Descriptive Statistics

Before we can analyze data, we must describe it. Where is the center? How spread out is it?

Measures of Central Tendency

  • Mean ($\bar{x}$): The average. Sensitive to outliers.
  • Median: The middle value. Robust to outliers.
  • Mode: The most frequent value.
$$ \bar{x} = \frac{\sum x}{n} $$

Measures of Dispersion

How spread out is the data?

  • Range: Max - Min.
  • Variance ($s^2$): Average squared deviation from the mean.
  • Standard Deviation ($s$): Square root of variance.
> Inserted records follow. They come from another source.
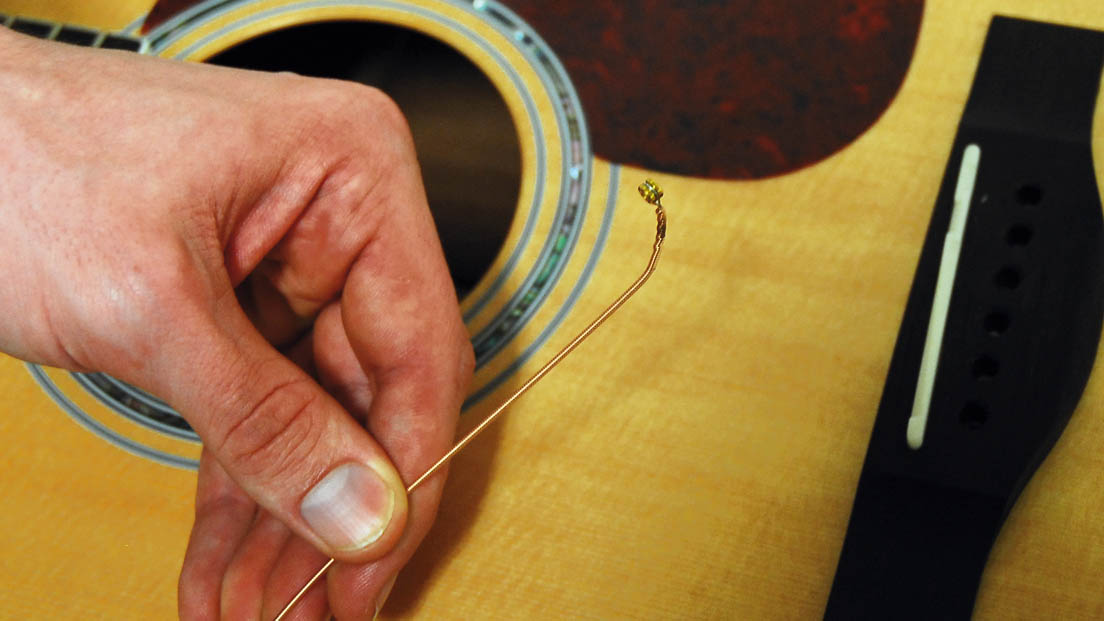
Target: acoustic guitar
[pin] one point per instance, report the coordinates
(698, 458)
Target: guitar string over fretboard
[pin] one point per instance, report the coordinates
(651, 193)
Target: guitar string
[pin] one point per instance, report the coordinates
(651, 193)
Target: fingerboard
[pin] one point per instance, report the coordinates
(73, 34)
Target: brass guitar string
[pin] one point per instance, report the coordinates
(651, 192)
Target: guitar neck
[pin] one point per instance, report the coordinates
(73, 34)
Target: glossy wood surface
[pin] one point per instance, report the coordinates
(697, 459)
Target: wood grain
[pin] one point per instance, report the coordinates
(697, 459)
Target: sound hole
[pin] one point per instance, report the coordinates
(466, 141)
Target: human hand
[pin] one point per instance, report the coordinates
(180, 227)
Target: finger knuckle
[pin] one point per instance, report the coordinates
(276, 433)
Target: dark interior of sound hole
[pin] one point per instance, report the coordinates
(466, 140)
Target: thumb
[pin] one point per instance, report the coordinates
(287, 443)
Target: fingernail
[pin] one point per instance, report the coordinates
(350, 507)
(383, 596)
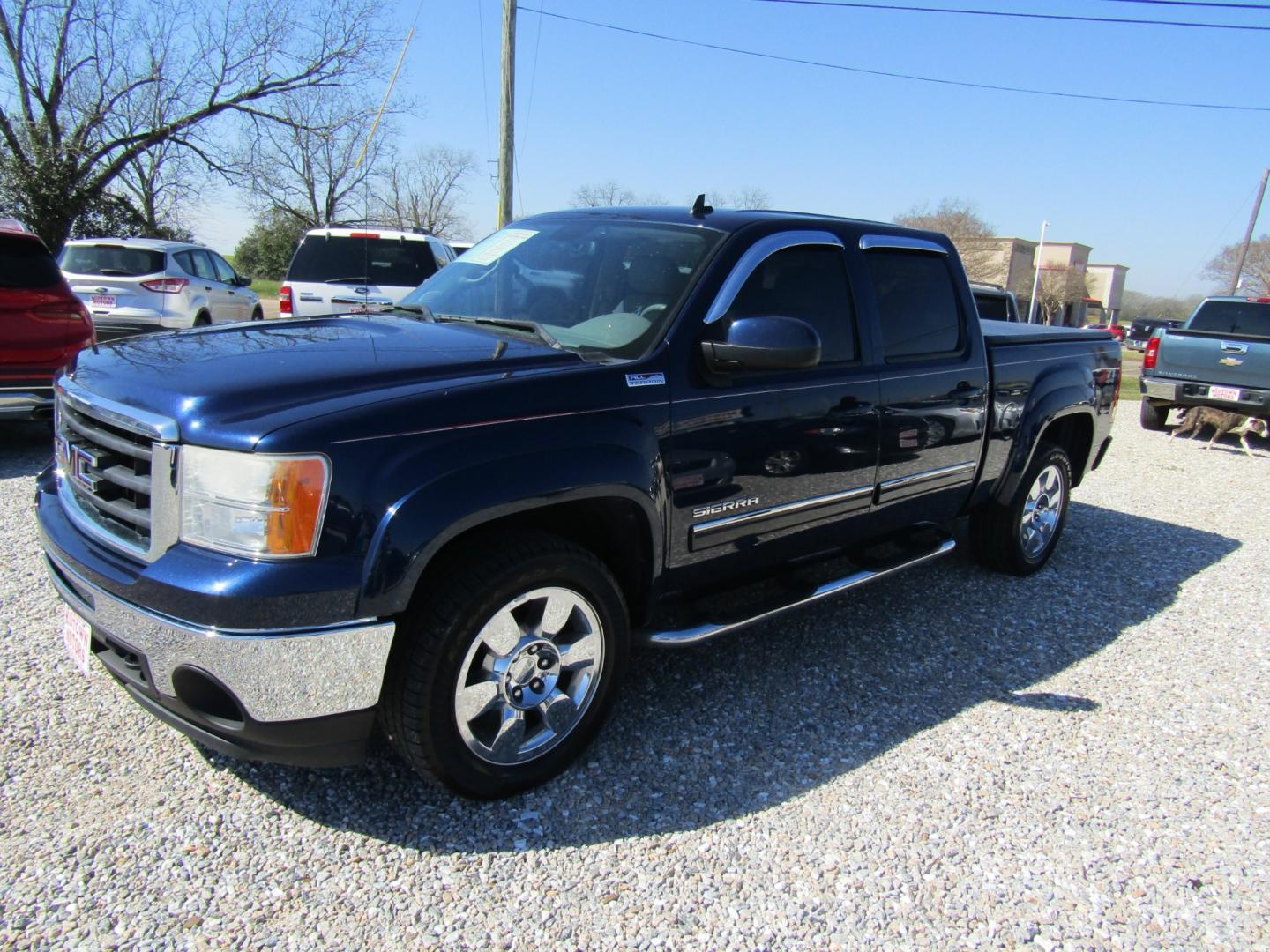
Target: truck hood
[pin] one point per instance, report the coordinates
(231, 385)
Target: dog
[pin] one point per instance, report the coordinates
(1223, 421)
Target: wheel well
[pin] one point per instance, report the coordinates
(1074, 435)
(614, 530)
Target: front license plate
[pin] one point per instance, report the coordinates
(78, 634)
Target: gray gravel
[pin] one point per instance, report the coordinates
(947, 758)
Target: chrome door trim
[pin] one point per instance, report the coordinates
(709, 528)
(898, 242)
(755, 256)
(927, 476)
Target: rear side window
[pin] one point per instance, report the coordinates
(355, 260)
(915, 305)
(26, 263)
(808, 282)
(992, 308)
(1246, 317)
(112, 260)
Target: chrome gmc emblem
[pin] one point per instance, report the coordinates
(80, 462)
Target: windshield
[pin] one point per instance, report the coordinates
(606, 286)
(1247, 317)
(337, 259)
(112, 260)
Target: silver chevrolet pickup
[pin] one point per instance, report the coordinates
(1221, 357)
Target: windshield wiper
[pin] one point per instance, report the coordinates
(512, 323)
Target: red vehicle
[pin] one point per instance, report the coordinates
(1116, 331)
(42, 324)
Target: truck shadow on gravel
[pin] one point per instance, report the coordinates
(755, 718)
(25, 449)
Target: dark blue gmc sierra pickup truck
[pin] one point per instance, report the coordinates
(596, 428)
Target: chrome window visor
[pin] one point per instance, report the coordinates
(900, 242)
(129, 418)
(755, 256)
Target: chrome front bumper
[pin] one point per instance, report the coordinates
(276, 675)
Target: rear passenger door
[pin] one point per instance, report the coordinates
(761, 457)
(934, 380)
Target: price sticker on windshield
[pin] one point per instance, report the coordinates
(497, 245)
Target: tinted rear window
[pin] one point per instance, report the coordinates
(26, 263)
(915, 303)
(1244, 317)
(112, 260)
(348, 260)
(992, 308)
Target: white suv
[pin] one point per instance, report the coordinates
(141, 285)
(358, 270)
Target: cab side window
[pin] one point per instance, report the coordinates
(917, 305)
(808, 282)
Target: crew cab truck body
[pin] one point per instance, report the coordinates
(594, 428)
(1220, 357)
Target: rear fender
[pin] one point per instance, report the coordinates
(422, 522)
(1059, 397)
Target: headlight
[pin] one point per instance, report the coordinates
(253, 504)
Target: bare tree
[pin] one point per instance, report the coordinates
(970, 234)
(423, 192)
(306, 167)
(86, 86)
(1256, 267)
(608, 195)
(1059, 287)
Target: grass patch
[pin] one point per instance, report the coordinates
(265, 288)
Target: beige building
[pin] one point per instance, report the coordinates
(1011, 263)
(1106, 286)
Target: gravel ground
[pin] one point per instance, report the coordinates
(944, 759)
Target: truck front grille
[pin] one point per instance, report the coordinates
(109, 466)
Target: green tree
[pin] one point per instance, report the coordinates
(265, 250)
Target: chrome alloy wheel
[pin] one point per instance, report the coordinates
(530, 675)
(1042, 512)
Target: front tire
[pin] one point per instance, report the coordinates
(505, 673)
(1020, 536)
(1154, 415)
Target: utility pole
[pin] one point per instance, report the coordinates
(1041, 258)
(1247, 235)
(507, 138)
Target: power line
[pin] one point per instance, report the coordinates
(961, 11)
(898, 75)
(1194, 3)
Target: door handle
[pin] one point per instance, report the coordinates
(964, 391)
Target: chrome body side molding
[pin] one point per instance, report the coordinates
(704, 632)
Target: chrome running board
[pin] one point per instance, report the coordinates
(698, 634)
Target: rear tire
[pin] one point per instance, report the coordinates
(482, 695)
(1020, 536)
(1154, 415)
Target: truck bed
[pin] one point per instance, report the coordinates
(1007, 334)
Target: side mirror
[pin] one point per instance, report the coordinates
(764, 344)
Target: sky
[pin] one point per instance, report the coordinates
(1156, 188)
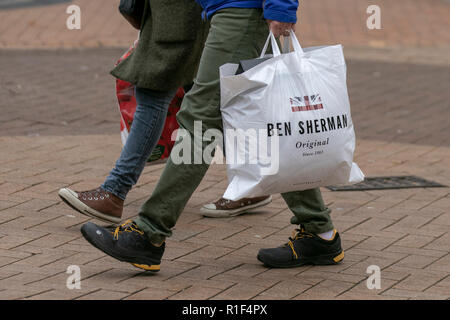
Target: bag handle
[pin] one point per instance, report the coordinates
(273, 41)
(286, 45)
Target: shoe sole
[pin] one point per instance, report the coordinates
(329, 259)
(147, 265)
(71, 199)
(210, 213)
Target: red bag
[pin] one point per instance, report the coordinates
(127, 107)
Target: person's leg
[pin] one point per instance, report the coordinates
(146, 129)
(106, 203)
(314, 242)
(235, 34)
(309, 210)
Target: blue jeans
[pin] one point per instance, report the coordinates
(145, 131)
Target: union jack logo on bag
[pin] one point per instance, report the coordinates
(306, 103)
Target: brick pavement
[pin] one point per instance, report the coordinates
(59, 127)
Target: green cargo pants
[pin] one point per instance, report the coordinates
(235, 34)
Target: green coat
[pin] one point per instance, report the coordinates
(170, 45)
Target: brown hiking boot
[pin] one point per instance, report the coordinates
(97, 203)
(224, 208)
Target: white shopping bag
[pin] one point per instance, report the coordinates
(287, 122)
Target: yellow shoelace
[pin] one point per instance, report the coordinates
(297, 234)
(127, 226)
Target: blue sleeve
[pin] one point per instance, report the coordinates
(281, 10)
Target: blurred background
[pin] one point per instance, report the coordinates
(59, 127)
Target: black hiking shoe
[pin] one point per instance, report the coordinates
(125, 243)
(303, 248)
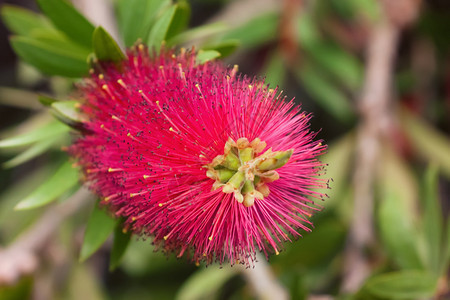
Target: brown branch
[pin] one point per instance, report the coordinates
(374, 107)
(20, 257)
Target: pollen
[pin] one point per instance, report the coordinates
(244, 173)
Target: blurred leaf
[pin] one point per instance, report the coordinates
(46, 100)
(16, 97)
(199, 32)
(22, 21)
(105, 48)
(432, 220)
(180, 20)
(55, 39)
(120, 244)
(344, 67)
(275, 70)
(402, 285)
(205, 283)
(18, 291)
(84, 284)
(136, 16)
(48, 59)
(159, 30)
(99, 227)
(397, 231)
(327, 95)
(257, 31)
(67, 19)
(429, 142)
(32, 152)
(204, 56)
(225, 48)
(47, 131)
(67, 112)
(64, 179)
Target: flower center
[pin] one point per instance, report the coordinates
(241, 171)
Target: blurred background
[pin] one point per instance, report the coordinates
(375, 75)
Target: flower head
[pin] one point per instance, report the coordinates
(212, 165)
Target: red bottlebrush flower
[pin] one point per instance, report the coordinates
(209, 164)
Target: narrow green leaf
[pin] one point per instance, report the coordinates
(49, 130)
(428, 141)
(225, 48)
(32, 152)
(135, 18)
(275, 70)
(67, 112)
(99, 227)
(105, 48)
(199, 32)
(402, 285)
(257, 31)
(49, 60)
(67, 19)
(344, 67)
(120, 244)
(397, 232)
(205, 283)
(432, 220)
(22, 21)
(204, 56)
(326, 94)
(64, 179)
(180, 19)
(46, 100)
(159, 30)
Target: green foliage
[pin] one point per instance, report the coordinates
(99, 227)
(204, 56)
(65, 178)
(205, 283)
(120, 244)
(136, 17)
(401, 285)
(67, 19)
(49, 59)
(105, 48)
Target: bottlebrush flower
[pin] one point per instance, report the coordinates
(208, 163)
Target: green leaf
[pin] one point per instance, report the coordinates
(205, 283)
(68, 113)
(343, 66)
(105, 48)
(432, 220)
(99, 227)
(275, 70)
(49, 60)
(257, 31)
(160, 28)
(402, 285)
(67, 19)
(135, 18)
(180, 19)
(225, 48)
(64, 179)
(430, 143)
(204, 56)
(32, 152)
(326, 94)
(397, 231)
(120, 244)
(49, 130)
(199, 32)
(22, 21)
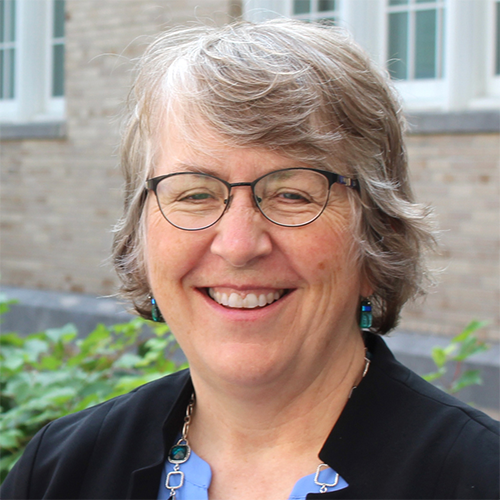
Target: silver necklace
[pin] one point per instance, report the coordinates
(180, 452)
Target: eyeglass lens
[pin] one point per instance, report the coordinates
(287, 197)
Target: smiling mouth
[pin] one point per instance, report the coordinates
(249, 301)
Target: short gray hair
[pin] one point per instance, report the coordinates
(304, 90)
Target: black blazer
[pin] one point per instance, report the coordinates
(398, 438)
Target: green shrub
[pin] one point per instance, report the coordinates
(460, 349)
(46, 375)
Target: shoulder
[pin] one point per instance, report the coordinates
(403, 438)
(106, 442)
(460, 443)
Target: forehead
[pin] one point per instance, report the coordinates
(211, 153)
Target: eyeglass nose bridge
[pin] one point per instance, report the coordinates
(229, 199)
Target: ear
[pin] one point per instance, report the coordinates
(366, 288)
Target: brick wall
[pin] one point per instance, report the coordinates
(60, 198)
(460, 176)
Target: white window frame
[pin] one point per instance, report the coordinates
(418, 94)
(9, 106)
(33, 102)
(493, 78)
(468, 82)
(55, 105)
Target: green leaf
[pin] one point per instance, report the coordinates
(470, 377)
(439, 356)
(471, 328)
(128, 360)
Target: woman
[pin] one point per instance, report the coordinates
(267, 210)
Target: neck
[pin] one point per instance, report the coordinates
(290, 415)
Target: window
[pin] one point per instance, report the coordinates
(7, 48)
(497, 38)
(415, 39)
(57, 43)
(315, 10)
(31, 61)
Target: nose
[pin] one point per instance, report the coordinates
(242, 233)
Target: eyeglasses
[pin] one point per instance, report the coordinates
(291, 197)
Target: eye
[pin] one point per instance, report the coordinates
(287, 196)
(196, 197)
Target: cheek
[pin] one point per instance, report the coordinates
(171, 254)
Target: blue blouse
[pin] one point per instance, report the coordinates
(198, 475)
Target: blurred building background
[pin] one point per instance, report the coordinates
(65, 69)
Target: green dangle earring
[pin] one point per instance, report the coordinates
(155, 312)
(365, 320)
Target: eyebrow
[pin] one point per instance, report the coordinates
(190, 167)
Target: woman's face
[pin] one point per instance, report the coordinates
(310, 275)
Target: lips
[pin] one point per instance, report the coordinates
(245, 301)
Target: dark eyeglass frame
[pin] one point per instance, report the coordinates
(152, 185)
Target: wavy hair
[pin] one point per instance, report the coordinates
(303, 90)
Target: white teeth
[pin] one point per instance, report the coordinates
(249, 302)
(235, 300)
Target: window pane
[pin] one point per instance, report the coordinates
(2, 20)
(398, 45)
(12, 71)
(301, 6)
(12, 30)
(425, 44)
(325, 5)
(58, 18)
(58, 71)
(1, 74)
(497, 69)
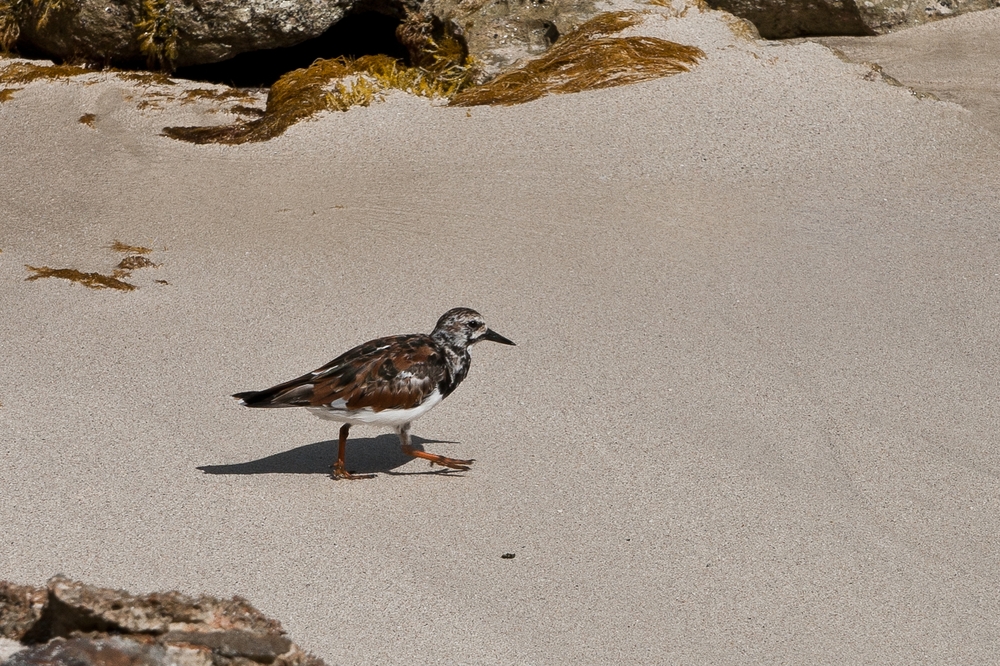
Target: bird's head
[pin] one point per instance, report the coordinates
(461, 327)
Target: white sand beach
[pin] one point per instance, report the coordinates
(752, 416)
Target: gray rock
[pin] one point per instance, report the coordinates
(112, 651)
(172, 33)
(501, 32)
(73, 624)
(176, 33)
(781, 19)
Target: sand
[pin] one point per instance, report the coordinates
(751, 416)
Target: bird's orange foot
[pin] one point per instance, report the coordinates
(338, 472)
(451, 463)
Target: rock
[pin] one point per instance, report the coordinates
(168, 34)
(71, 623)
(501, 32)
(21, 608)
(112, 651)
(782, 19)
(171, 33)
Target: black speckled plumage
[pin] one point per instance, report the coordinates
(389, 381)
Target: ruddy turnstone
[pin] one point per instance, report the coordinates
(389, 381)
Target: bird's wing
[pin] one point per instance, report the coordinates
(388, 373)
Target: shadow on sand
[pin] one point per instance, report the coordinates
(365, 455)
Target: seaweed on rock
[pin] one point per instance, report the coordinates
(587, 59)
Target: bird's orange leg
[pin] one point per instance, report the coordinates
(404, 440)
(339, 471)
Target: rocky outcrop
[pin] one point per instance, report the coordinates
(780, 19)
(169, 34)
(68, 622)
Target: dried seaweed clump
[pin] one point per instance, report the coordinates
(92, 280)
(125, 248)
(329, 85)
(115, 280)
(158, 34)
(587, 59)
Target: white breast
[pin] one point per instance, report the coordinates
(393, 418)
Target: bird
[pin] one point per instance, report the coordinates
(389, 381)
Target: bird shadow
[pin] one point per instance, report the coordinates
(365, 455)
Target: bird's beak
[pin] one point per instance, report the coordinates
(493, 336)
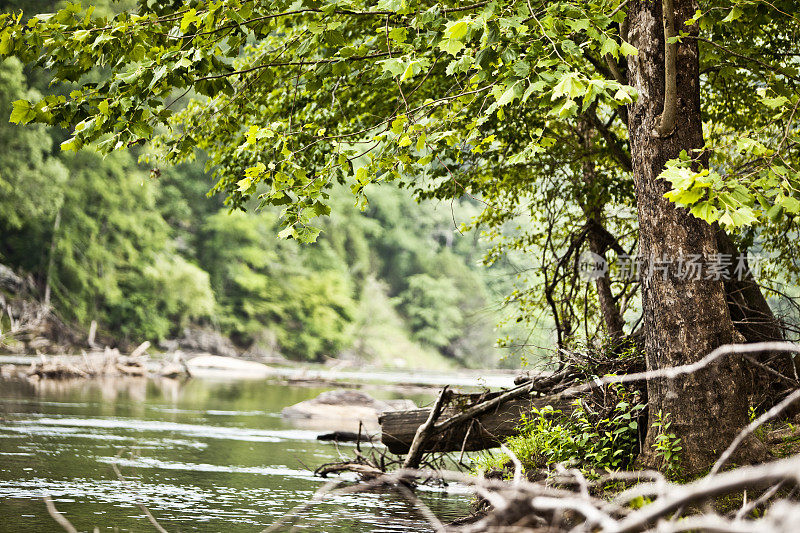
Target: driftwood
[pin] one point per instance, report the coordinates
(470, 422)
(478, 422)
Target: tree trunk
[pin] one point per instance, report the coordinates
(684, 319)
(592, 204)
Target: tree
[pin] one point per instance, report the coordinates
(452, 99)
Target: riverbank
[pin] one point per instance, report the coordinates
(213, 367)
(211, 455)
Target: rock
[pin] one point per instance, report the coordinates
(343, 409)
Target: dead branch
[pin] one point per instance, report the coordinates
(57, 516)
(424, 431)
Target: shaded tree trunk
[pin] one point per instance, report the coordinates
(592, 203)
(684, 319)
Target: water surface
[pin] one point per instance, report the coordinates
(201, 456)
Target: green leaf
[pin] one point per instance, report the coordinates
(457, 30)
(451, 46)
(22, 113)
(790, 204)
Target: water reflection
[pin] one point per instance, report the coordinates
(209, 456)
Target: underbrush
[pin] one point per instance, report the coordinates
(589, 439)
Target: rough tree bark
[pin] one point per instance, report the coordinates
(683, 319)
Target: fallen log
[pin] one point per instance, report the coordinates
(469, 422)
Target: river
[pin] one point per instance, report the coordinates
(202, 455)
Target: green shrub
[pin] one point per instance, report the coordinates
(584, 439)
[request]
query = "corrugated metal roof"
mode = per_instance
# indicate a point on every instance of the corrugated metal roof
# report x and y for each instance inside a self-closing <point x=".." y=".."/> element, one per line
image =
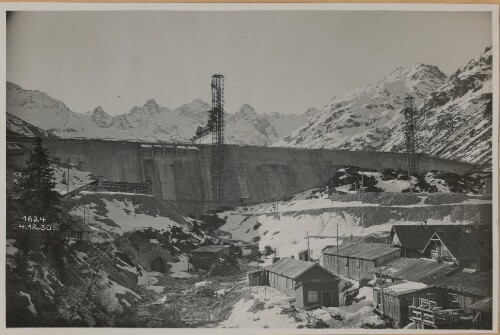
<point x="484" y="305"/>
<point x="368" y="251"/>
<point x="476" y="283"/>
<point x="293" y="268"/>
<point x="412" y="269"/>
<point x="416" y="237"/>
<point x="76" y="225"/>
<point x="462" y="245"/>
<point x="211" y="248"/>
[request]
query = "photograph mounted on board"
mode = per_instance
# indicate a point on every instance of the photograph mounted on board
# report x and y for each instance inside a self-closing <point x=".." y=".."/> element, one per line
<point x="309" y="169"/>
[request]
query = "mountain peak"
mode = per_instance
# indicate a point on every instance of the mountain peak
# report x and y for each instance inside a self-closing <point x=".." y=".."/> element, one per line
<point x="246" y="109"/>
<point x="152" y="103"/>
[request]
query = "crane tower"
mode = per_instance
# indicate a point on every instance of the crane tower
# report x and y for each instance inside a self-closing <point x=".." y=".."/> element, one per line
<point x="409" y="112"/>
<point x="217" y="169"/>
<point x="215" y="125"/>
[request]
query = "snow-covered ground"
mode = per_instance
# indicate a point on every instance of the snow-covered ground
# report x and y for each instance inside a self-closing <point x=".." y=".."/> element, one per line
<point x="178" y="269"/>
<point x="122" y="213"/>
<point x="77" y="178"/>
<point x="268" y="316"/>
<point x="285" y="225"/>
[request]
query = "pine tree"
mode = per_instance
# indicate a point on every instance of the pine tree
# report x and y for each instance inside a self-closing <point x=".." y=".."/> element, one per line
<point x="37" y="183"/>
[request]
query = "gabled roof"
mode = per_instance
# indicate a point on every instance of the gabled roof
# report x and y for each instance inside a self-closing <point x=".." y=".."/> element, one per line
<point x="413" y="237"/>
<point x="477" y="282"/>
<point x="484" y="305"/>
<point x="368" y="251"/>
<point x="76" y="225"/>
<point x="412" y="269"/>
<point x="462" y="245"/>
<point x="211" y="248"/>
<point x="402" y="287"/>
<point x="293" y="268"/>
<point x="416" y="237"/>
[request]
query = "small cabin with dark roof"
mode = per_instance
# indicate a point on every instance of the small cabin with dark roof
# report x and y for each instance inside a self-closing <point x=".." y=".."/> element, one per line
<point x="392" y="300"/>
<point x="463" y="287"/>
<point x="203" y="257"/>
<point x="410" y="238"/>
<point x="356" y="260"/>
<point x="75" y="229"/>
<point x="463" y="248"/>
<point x="482" y="313"/>
<point x="311" y="284"/>
<point x="411" y="269"/>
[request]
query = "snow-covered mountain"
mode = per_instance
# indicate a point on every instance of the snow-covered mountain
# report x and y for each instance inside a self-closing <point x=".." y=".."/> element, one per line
<point x="18" y="127"/>
<point x="149" y="122"/>
<point x="454" y="114"/>
<point x="247" y="127"/>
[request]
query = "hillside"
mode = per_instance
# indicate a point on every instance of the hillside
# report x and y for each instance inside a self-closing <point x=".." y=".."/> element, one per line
<point x="18" y="127"/>
<point x="284" y="225"/>
<point x="454" y="114"/>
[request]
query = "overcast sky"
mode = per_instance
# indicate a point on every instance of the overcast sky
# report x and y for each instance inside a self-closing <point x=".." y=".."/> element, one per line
<point x="274" y="60"/>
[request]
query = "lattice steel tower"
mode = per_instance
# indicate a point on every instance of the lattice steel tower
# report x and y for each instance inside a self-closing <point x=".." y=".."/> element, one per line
<point x="409" y="111"/>
<point x="217" y="168"/>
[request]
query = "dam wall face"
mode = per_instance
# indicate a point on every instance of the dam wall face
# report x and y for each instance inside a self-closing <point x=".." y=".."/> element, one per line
<point x="181" y="173"/>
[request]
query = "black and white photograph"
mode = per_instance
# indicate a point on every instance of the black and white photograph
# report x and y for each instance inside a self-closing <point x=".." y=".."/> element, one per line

The average distance from the mean.
  • Coefficient of Variation (CV): Relative variability. $CV = (s/\bar{x}) \times 100\%$.
$$ s = \sqrt{\frac{\sum(x - \bar{x})^2}{n-1}} $$

Shape of Distribution

  • Skewness: Measure of asymmetry.
    • Positive Skew: Tail on the right (Mean > Median).
    • Negative Skew: Tail on the left (Mean < Median).
  • Kurtosis: Measure of "tailedness" (peakedness).
    • Leptokurtic: High peak, fat tails.
    • Platykurtic: Flat peak, thin tails.

Visualization

Box Plot (Box-and-Whisker): Shows the 5-number summary (Min, Q1, Median, Q3, Max).

Histogram: Shows frequency distribution.

Test Yourself

Q1: Which measure of central tendency is most affected by extreme outliers?

  • Mean
  • Median
  • Mode

Q2: If Mean > Median, the distribution is likely:

  • Symmetric
  • Positively Skewed (Right)
  • Negatively Skewed (Left)